Delusional disorder is a condition where a belief is strongly held on to despite contrary evidence. Such belief is not backed by cultural, religious or social belief. It is a major feature of psychosis and schizophrenia. However, most people with delusion have intact psychosocial abilities (ability to interact with, perceive, influence and relate to others), as if the delusions are circumscribed. This is one of the key differences between delusional disorder and other primary psychotic disorder.
Delusion is a chronic disorder and many people who undergo treatment get relief from their delusions. However, many people with delusional disorders don’t have insight (they don’t belief they have a mental disorder), so they don’t seek medical attention. The lifetime morbid risk of delusional disorder in the general population has been estimated to range from 0.05 to 0.1 percent.
Types of delusional disorders
Various types of delusion exist and they include;
- Persecutory delusion; the person believes that he/she is going to be harmed by an individual, a group of people or certain forces. This is the most common form of delusion in schizophrenia.
- Delusion of Reference; belief that gestures, comments, or environmental cues are directed at oneself.
- Grandiose delusion; the person has an over-inflated sense of worth, power, knowledge, or identity. The person might believe he or she has a great talent or has made an important discovery or has so much wealth and fame.
- Nihilistic delusion; the person believes that a major disaster will occur.
- Somatic delusion; this beliefs focuses on bodily function and parts. Usually, the false belief is that the body is somehow diseased, abnormal or changed. The person will complain of things crawling around the body even if after medical evaluation nothing is found.
- Delusional jealousy: it’s a false belief that a spouse or lover is having an affair, with no proof to back up their claim.
- Delusion of control: it’s the belief that another person, group of people, or external force controls one’s general thoughts, feelings, impulses, or behavior.
- Erotomanic delusion; the individual has false belief that another individual is in love with them.
- Delusion of thought insertion: Belief that another thinks through the mind of the person
- Delusion of guilt or sin (or delusion of self-accusation): Ungrounded feeling of remorse or guilt of delusional intensity.
- Cotard delusion; it’s the belief that one doesn’t exist or is dead.
Causes of delusion
The cause of delusional disorder is generally unknown.

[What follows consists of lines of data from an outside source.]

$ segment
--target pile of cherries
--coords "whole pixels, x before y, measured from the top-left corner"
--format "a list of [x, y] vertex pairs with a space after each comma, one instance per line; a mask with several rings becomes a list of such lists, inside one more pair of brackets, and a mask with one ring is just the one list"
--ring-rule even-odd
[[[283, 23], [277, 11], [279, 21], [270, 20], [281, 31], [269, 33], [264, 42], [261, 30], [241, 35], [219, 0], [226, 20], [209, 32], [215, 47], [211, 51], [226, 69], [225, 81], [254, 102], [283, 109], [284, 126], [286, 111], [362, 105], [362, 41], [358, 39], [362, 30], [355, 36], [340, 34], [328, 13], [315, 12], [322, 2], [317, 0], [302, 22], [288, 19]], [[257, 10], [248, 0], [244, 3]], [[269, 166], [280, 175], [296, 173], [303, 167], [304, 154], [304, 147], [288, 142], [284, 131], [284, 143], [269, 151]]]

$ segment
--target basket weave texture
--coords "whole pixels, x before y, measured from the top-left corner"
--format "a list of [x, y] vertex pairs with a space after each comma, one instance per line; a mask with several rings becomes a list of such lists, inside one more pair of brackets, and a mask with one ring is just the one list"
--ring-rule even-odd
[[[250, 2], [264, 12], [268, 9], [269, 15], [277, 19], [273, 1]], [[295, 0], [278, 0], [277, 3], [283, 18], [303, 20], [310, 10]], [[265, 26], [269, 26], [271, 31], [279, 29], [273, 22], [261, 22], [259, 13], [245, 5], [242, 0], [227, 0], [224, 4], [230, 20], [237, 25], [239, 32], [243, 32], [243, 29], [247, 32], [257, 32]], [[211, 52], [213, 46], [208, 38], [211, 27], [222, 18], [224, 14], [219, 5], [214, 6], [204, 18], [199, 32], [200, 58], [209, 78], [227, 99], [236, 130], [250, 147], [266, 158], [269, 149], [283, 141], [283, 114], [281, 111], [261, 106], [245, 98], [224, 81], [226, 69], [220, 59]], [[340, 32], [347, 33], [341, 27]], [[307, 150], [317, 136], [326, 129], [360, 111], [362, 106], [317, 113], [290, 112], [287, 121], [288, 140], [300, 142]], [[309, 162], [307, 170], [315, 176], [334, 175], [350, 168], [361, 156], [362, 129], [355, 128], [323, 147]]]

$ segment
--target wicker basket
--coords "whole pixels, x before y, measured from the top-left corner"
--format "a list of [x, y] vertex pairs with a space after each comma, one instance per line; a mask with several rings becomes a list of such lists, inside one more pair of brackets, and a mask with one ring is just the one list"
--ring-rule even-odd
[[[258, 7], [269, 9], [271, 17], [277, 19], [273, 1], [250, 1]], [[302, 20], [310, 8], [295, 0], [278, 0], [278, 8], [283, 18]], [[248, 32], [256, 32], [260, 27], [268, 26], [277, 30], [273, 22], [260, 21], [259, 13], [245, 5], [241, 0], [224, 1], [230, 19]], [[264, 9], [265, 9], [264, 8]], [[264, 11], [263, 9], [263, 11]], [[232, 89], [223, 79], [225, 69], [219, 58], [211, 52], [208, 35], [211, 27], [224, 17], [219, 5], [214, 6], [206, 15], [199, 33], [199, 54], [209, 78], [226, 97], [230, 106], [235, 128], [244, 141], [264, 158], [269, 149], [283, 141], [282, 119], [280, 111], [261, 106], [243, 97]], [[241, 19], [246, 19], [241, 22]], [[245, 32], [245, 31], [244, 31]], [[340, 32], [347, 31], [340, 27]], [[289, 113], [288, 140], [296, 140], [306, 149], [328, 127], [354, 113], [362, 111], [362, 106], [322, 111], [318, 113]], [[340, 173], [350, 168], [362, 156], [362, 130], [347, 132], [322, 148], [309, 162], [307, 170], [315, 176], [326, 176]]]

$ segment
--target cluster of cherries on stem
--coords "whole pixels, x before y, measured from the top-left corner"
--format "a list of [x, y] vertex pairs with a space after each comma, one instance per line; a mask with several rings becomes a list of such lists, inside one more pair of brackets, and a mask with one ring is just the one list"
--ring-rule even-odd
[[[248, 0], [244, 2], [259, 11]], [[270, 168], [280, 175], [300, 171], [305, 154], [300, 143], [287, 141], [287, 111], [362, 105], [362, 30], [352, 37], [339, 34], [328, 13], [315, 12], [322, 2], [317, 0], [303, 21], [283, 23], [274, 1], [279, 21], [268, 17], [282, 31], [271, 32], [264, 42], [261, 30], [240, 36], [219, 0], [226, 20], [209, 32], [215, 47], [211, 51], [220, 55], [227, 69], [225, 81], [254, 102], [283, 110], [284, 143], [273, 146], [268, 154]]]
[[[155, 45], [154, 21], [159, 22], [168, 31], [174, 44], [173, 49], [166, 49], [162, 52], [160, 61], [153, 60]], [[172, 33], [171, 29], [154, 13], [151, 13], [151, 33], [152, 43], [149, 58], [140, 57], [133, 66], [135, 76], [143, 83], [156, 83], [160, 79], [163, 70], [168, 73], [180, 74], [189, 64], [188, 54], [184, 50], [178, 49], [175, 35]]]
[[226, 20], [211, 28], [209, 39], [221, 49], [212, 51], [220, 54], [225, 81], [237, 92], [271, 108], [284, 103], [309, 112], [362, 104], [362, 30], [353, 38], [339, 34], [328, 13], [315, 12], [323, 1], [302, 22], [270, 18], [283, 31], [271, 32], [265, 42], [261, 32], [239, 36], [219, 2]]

Certain theories have been associated with delusional disorders. They include;
- Genetic theory; which states that close relatives of people with delusional disorder are at increased risk of delusional traits.
- Motivated or defensive delusions theory; this states that some of those persons who are predisposed might suffer the onset of delusional disorder in those moments when coping with life’s challenges and maintaining high self-esteem becomes a significant challenge. In this case, the person views others as the cause of their personal difficulties in order to preserve a positive self-view.
Delusion is more common among people who have poor hearing or sight.
Ongoing stressors such as immigration, low socioeconomic status, and even possibly the accumulation of smaller daily hassles have been associated with a higher possibility of developing delusions.
Abnormal functioning of some parts of the brain has also been associated with delusional disorders.
According to American Psychiatric Association patient should have any of the above delusions for one month or more before concluding on the diagnosis. Also other associated mental disorders like psychosis and schizophrenia must be ruled out.
It is important to differentiate delusion from an overvalued idea. A person with an overvalued idea can be talked out of that idea/belief unlike in delusion where the person can’t be talked out of it.
A proper review of the patient is done by the psychiatrist.
The management of delusion usually involves the use of both drugs and behavioral therapy (psychotherapy).
Medical treatment involves the use of anti-psychotics. Both the typical and atypical ones can be prescribed by the managing physician. The drugs work by blocking dopamine receptor alone (typical antipsychotics) or dopamine and serotonin (atypical antipschotics) receptors in the brain. Some examples include; haloperidol, thorazinen and risperidone. These drugs have certain side effects thus follow up is very important.
Some people might be given antidepressants and tranquilizers to help with management of depression and anxiety disorder.
Behavioural therapy; this involves both the individual and the family. It is very important as it helps the individual to have a better understanding and acceptance of the problem while the family is encouraged to give the much desired support.